ADR-1105: `fr_regressor_v2_ensemble` production flip deferred to the one-shot post-RC retrain¶

Status: Accepted
Date: 2026-06-13
Deciders: Lusoris
Tags: ai, models, rc, docs

Context¶

ADR-0321 flipped the five fr_regressor_v2_ensemble_v1_seed{0..4} rows in model/tiny/registry.json from smoke to production: it shipped real LOSO-validated ONNX weights (gate verdict PROMOTE, mean PLCC ≈ 0.997), per-seed sidecars, and smoke: false. Those weights were trained with a codec one-hot of width 14 (codec_vocab = 12 codec entries + 2 norm dims).

codec_vocab was subsequently trimmed to 6 (x264, x265, libsvtav1, libvvenc, libvpx-vp9, unknown; see model/tiny/fr_regressor_v2_ensemble_v1.json). This made the production ONNX input dimension stale: a model expecting [batch, 14] can no longer be fed the current [batch, 6] codec one-hot, which surfaced as an eval_probabilistic_proxy.py --smoke load failure.

PR #865 fixed the load path by regenerating the five ONNX files at the correct [batch, 6] width, but it did so with the trainer's --smoke mode — one epoch on a synthetic corpus, i.e. throwaway placeholder weights, not a production fit. The registry was correspondingly set to smoke: true with new sha256 values. Two side effects of that PR were not intended:

The license, license_url, and sigstore_bundle fields were dropped from the five rows. This is a pure regression — every registry entry (smoke or not) must carry license metadata, and the test_every_entry_has_license_metadata invariant enforces it. The fields are restored unconditionally in this PR.
The five rows now claim neither production nor a consistent provenance record: the on-disk ONNX are smoke (new sha), while the retained per-seed sidecars still describe the older [batch, 14] production weights (old sha, PROMOTE).

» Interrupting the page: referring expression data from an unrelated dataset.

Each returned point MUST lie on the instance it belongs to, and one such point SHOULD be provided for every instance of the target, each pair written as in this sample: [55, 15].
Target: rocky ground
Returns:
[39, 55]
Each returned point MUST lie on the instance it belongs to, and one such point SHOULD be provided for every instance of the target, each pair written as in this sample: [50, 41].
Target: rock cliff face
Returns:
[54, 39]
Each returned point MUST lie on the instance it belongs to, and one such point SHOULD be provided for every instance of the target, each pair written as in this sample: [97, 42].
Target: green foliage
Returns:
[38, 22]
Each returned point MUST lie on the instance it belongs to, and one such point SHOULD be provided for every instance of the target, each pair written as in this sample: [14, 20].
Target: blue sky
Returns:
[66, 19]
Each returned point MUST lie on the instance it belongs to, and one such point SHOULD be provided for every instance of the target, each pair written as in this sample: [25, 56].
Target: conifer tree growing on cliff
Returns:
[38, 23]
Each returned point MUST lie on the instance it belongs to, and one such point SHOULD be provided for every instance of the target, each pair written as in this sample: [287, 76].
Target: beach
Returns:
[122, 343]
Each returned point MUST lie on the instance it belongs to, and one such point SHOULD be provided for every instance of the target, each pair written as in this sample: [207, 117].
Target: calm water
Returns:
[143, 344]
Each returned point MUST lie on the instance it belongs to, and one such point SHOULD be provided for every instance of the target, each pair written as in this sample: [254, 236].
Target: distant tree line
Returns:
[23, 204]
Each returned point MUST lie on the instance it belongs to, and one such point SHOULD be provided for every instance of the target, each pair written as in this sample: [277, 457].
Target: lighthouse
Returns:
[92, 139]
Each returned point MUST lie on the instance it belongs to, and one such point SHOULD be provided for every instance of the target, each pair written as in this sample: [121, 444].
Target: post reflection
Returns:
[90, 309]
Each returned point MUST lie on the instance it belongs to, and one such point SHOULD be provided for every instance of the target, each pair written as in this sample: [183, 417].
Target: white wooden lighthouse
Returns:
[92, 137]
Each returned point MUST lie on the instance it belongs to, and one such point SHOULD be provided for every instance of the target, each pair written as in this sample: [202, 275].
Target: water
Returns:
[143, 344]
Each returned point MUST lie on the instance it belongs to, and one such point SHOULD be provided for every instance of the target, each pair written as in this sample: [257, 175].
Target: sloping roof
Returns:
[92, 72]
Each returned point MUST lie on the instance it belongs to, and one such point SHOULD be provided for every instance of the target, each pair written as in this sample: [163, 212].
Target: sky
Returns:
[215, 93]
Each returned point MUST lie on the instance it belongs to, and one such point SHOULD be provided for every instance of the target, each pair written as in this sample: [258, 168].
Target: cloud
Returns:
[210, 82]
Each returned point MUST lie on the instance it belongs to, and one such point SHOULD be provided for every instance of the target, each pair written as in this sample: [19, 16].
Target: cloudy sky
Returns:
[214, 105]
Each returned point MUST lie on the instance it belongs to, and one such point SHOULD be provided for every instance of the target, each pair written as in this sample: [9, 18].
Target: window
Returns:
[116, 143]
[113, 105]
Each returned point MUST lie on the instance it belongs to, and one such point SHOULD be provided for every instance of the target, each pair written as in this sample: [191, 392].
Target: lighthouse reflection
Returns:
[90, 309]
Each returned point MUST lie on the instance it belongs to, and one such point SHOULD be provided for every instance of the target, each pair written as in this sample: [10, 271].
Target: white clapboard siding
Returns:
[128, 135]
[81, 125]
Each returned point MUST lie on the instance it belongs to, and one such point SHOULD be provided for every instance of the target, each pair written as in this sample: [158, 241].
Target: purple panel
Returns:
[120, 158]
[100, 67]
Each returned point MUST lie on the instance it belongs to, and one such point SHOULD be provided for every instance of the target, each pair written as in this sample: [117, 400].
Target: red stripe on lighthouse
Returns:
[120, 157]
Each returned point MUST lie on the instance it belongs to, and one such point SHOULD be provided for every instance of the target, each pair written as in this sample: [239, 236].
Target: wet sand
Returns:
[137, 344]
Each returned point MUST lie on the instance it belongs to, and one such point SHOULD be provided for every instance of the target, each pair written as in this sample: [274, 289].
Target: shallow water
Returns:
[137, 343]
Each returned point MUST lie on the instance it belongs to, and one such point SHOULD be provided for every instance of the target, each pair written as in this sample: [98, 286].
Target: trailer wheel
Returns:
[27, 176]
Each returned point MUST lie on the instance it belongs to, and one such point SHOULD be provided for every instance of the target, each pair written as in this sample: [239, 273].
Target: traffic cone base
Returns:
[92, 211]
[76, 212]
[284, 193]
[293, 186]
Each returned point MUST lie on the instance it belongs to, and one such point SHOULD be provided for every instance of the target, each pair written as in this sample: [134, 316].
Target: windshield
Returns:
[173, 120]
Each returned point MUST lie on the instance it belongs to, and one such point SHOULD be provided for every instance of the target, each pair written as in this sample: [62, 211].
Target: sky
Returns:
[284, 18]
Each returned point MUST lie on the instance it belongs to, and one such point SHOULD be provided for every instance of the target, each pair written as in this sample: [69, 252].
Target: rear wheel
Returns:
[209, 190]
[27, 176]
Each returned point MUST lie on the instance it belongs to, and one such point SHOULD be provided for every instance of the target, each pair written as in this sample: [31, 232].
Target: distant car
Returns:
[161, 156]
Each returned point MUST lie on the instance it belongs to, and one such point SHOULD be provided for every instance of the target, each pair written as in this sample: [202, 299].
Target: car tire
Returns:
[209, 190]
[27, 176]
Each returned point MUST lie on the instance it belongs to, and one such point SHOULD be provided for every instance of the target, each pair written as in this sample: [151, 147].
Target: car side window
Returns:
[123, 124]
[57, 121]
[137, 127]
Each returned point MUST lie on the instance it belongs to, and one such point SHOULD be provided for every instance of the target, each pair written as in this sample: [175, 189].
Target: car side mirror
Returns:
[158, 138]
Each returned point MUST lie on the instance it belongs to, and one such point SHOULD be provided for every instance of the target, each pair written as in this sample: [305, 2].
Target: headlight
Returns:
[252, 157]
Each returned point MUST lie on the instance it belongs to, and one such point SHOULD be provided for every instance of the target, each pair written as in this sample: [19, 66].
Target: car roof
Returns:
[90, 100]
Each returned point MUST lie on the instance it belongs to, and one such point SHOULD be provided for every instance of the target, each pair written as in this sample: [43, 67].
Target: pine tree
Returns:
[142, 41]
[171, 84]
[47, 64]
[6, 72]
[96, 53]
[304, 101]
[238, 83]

The test_fr_regressor_v2_ensemble_seed_rows_are_production invariant (added by ADR-0321) consequently fails on smoke is False.

Producing real production weights at codec_vocab = 6 requires re-running export_ensemble_v2_seeds.py against the corpus — a full retrain/re-export. The operator has locked all model retraining into a single one-shot step to be run only after the toolchain reaches RC and the feature numbers are frozen, explicitly to avoid retraining models repeatedly. The ensemble is in scope for that one-shot retrain. Doing a piecemeal ensemble-only retrain now would contradict that decision and risk shifting numbers that the one-shot run is meant to freeze.

Decision¶

For the release candidate, ship the ensemble seed rows honestly as smoke placeholders and defer the production flip to the locked one-shot retrain:

Restore license, license_url, and sigstore_bundle on all five rows (the #865 regression). Keep smoke: true and the regenerated [batch, 6] sha256 values, which match the ONNX actually shipped. Update each row's notes to state plainly that these are smoke placeholders pending the one-shot production re-export.
Keep the test_fr_regressor_v2_ensemble_seed_rows_are_production assertions verbatim (they remain the target production contract), but mark the test @pytest.mark.xfail(strict=True) with a reason citing this ADR. strict=True means the test fails the suite the moment the one-shot retrain lands real weights (smoke: false + a sidecar whose sha256 matches the shipped ONNX), forcing removal of the marker — so the deferral cannot silently outlive its cause.
When the one-shot retrain runs, it must re-run export_ensemble_v2_seeds.py so the ONNX bytes and sidecars regenerate together at codec_vocab = 6, then flip smoke: false and remove the xfail marker — exactly the workflow ADR-0321's follow-ups already mandate (hand-flipping rows remains forbidden).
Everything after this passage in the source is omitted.